Sound familiar? Here’s Gordon brown in January 2008: “We will combine tough sanctions for those who refuse to work or train with better and more targeted support for those most in need to give them the skills and advice they need to get back on to the jobs ladder…”
The so-called “supply side” approach of New Labour — skilling up the workforce to be ready to take the jobs entrepreneurs would create for them — emphasised the importance of “employability.” They pushed the notion that the individual is responsible for acquiring the necessary skills to get employment, with appropriate support from the state. So, if you’re not working or training, it’s your fault. It did not work.
When New Labour took office in 1997 youth unemployment stood at 6.9 per cent.

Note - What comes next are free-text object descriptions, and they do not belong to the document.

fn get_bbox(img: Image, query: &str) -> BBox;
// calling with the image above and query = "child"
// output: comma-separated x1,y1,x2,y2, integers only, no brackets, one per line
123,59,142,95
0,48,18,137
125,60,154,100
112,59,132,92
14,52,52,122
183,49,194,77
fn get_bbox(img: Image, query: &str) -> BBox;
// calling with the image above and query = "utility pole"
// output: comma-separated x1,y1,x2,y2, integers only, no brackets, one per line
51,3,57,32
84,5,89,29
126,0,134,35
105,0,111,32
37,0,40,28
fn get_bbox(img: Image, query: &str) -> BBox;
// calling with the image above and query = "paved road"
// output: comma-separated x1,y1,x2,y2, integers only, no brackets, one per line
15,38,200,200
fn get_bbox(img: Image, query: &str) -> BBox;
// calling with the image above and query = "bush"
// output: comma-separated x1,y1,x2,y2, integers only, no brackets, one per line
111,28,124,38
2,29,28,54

When Labour left office in 2010, it stood at 7.6 per cent.
This was of course largely due to the global financial crisis which began in 2007, but it was a crisis that New Labour had made uniquely difficult for Britain to defend itself from and had even helped initiate.
Under New Labour private debt grew, a property bubble inflated, the decline of the manufacturing sector continued apace, the labour market became “flexible,” helping employers to dump staff, financialisation of the economy expanded enormously and, catastrophically, Brown ensured “light” regulation of the finance sector. This had a global impact because it put pressure on the financial sectors of competitor countries to adopt a similar strategy.
Young people in those economic conditions were “shirking” from neither work nor training. As the sociologists Allen & Ainley point out in the 2010s, most young people were overqualified and underemployed for the opportunities available to them.
Despite this, in relation to working-age welfare, according to polling guru John Curtice, Tony Blair was more successful than Thatcher: “One of the myths about Tony Blair is that he simply took the Labour Party to where the electorate was — no, no, no — Tony Blair achieved what Margaret Thatcher set out to achieve and failed, which was to move the actual dial of public opinion.”
According to Rob Strathdee, who writes on vocational education, there are three approaches available to governments get young people to take up the kind of schemes being advocated by Kendall — motivational, bridging and forcing strategies. Bridging is about linking up with employers. The other two speak for themselves.
In the world of austerity that Keir Starmer is leading us into, there will be few opportunities for motivational or bridging strategies in many parts of Britain, so we need to begin now in devising ways of engaging with those youngsters who will undoubtedly resist being compelled into meaningless training or soul destroying, poorly paid work.
It is therefore vital that unions begin to think now about how to engage with young people in this situation, perhaps by targeting the places where young people will receive their “off the job” training, using the tactics deployed in union organising strategies.
And in the meantime, the leaderships of unions affiliated to the Labour Party might want to collar Liz Kendall and ask her if she believes that going back to New Labour’s failed future is a sustainable strategy beyond the carcass of current, Tory self-immolation.